Ce propos tenu par Dr Maïga a provoqué l’ire des soutiens de la transition. C’est pourquoi deux jours après ce meeting du M5RFP, ils ont organisé des manifestations un peu partout dans le pays, lors desquelles, on réclamait la révocation du PM Choguel. Ce faisant, tous les regards étaient braqués sur Koulouba, où devrait se tenir le traditionnel Conseil des Ministres, le lendemain mercredi. Sans surprise, ce Conseil a été annulé en début de matinée et quelques heures après, le Président de la Transition, le Général d’Armée Assimi Goïta a décidé de mettre fin aux fonctions de son Premier Ministre, Dr Choguel Kokala Maïga pour le remplacer par le Général de Division Abdoulaye Maïga le jeudi 21 novembre.
Un nouveau Gouvernement nettoyé des traces de Choguel
A la lumière de la liste du nouveau Gouvernement, il ressort que la Transition désormais sous la coupe des Généraux n’entend plus faire cadeau à l’ancien Premier ministre, dont sept de ses proches, ministres au sein de l’ancienne équipe furent tout simplement éjectés. Ils sont le Ministre de la Refondation de l’Etat, chargé des relations avec les Institutions, Ibrahim Ikassa Maïga ; la Ministre de l’Energie et de l’Eau, Bintou Camara ; la MPFEF, Coulibaly Mariam Maïga ; le Ministre de l’Environnement et de l’Assainissement, Mamadou Samaké ; le Ministre de la Culture, Andogoly Guindo ; la Ministre déléguée auprès du Premier Ministre, chargée des réformes, Fatoumata Sékou Dicko et la Ministre de l’Entrepreneuriat national, de l’Emploi et de la formation professionnelle, Bagayoko Aminata Traoré.
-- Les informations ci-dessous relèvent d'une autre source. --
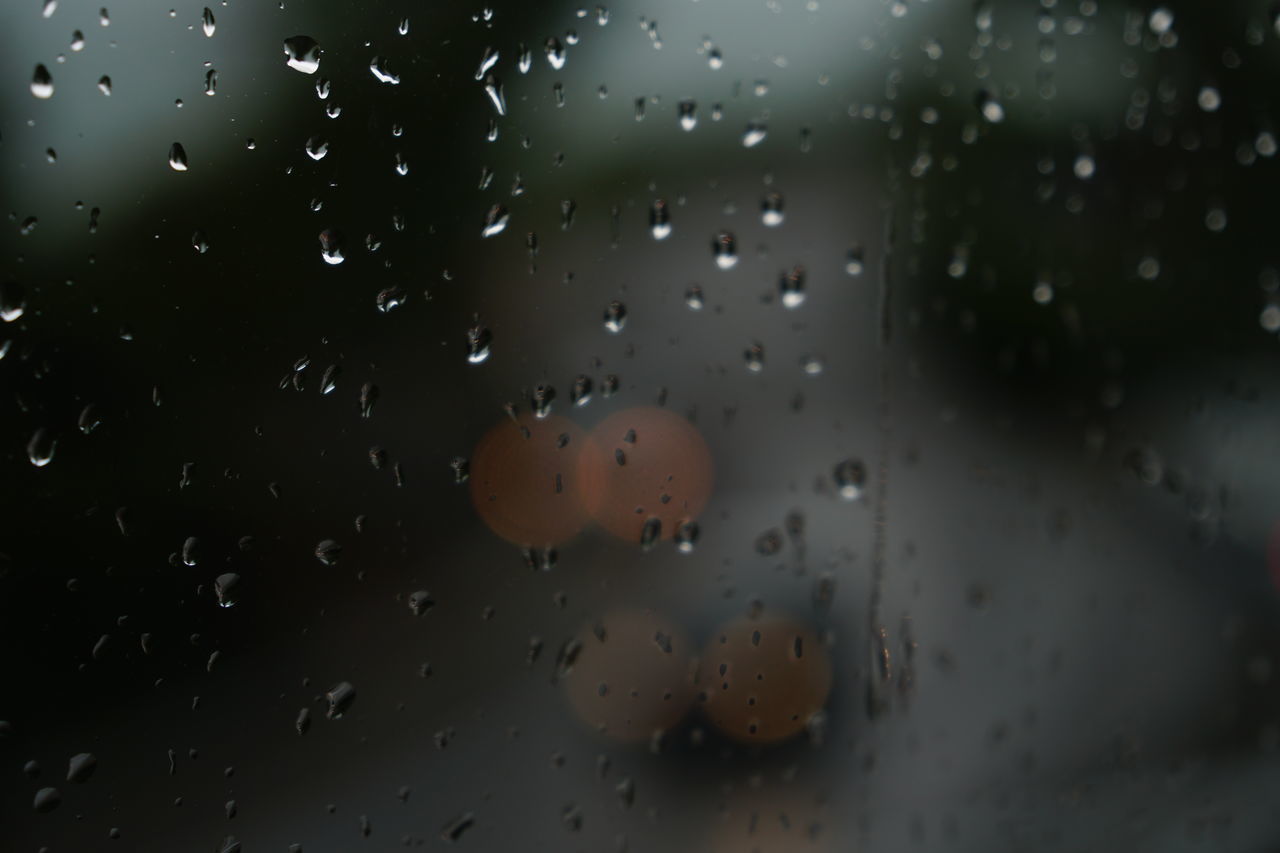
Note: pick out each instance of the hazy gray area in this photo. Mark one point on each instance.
(1040, 309)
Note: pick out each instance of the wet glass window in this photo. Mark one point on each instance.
(723, 425)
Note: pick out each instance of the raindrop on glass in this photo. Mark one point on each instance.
(615, 316)
(302, 53)
(659, 219)
(496, 220)
(40, 448)
(850, 478)
(42, 87)
(177, 158)
(725, 250)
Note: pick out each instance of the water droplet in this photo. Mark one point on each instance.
(769, 542)
(754, 135)
(791, 287)
(328, 552)
(686, 536)
(380, 69)
(659, 219)
(771, 209)
(580, 393)
(330, 247)
(42, 87)
(850, 477)
(725, 250)
(341, 696)
(854, 261)
(302, 53)
(391, 297)
(190, 548)
(13, 301)
(493, 89)
(1208, 99)
(40, 448)
(496, 220)
(304, 721)
(615, 316)
(177, 158)
(554, 53)
(316, 147)
(991, 109)
(542, 400)
(368, 397)
(224, 587)
(46, 799)
(1161, 21)
(488, 59)
(81, 767)
(650, 533)
(688, 112)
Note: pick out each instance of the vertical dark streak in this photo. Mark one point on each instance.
(881, 666)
Par ailleurs, les nouveaux rentrants sont Bakary Traoré, le Ministre de la Refondation de l’Etat, chargé des relations avec les Institutions ; Boubacar Diané, Ministre de l’Energie et de l’Eau ; Oumou Sall Seck, Ministre de l’Entrepreneuriat national, de l’Emploi et de la Formation Professionnelle ; Diarra Djénéba Sanogo, Ministre de la Promotion de la Femme, de l’Enfant et de la Famille ; Doumbia Mariam Tangara, Ministre de l’Environnement, de l’Assainissement et du Développement durable ; Mamou Daffé, Ministre de l’Artisanat, de la Culture, de l’Industrie hôtelière et du Tourisme et Ministre délégué auprès du Premier Ministre, chargé des Réformes, Mamani Nassiré.
Quant au Général de Division Abdoulaye Maïga en sa qualité de PM, garde également son portefeuille de Ministre de l’Administration Territoriale et de la Décentralisation, comme Boubou Cissé dans le dernier Gouvernement d’IBK.
Ce qui reste évident, le nouveau PM, Abdoulaye Maïga en sa qualité de ministre en charge de l’organisation des élections aura de nouveau sur son chemin son prédécesseur, Dr Choguel Kokalla Maïga, dont le premier acte fort après son retrait a consisté à resserrer les rangs de son mouvement (M5RFP) et de son parti (MPR) en vue des futures échéances politiques. A coup sûr, les accolades de la passation de services seront bientôt des empoignades alléchantes.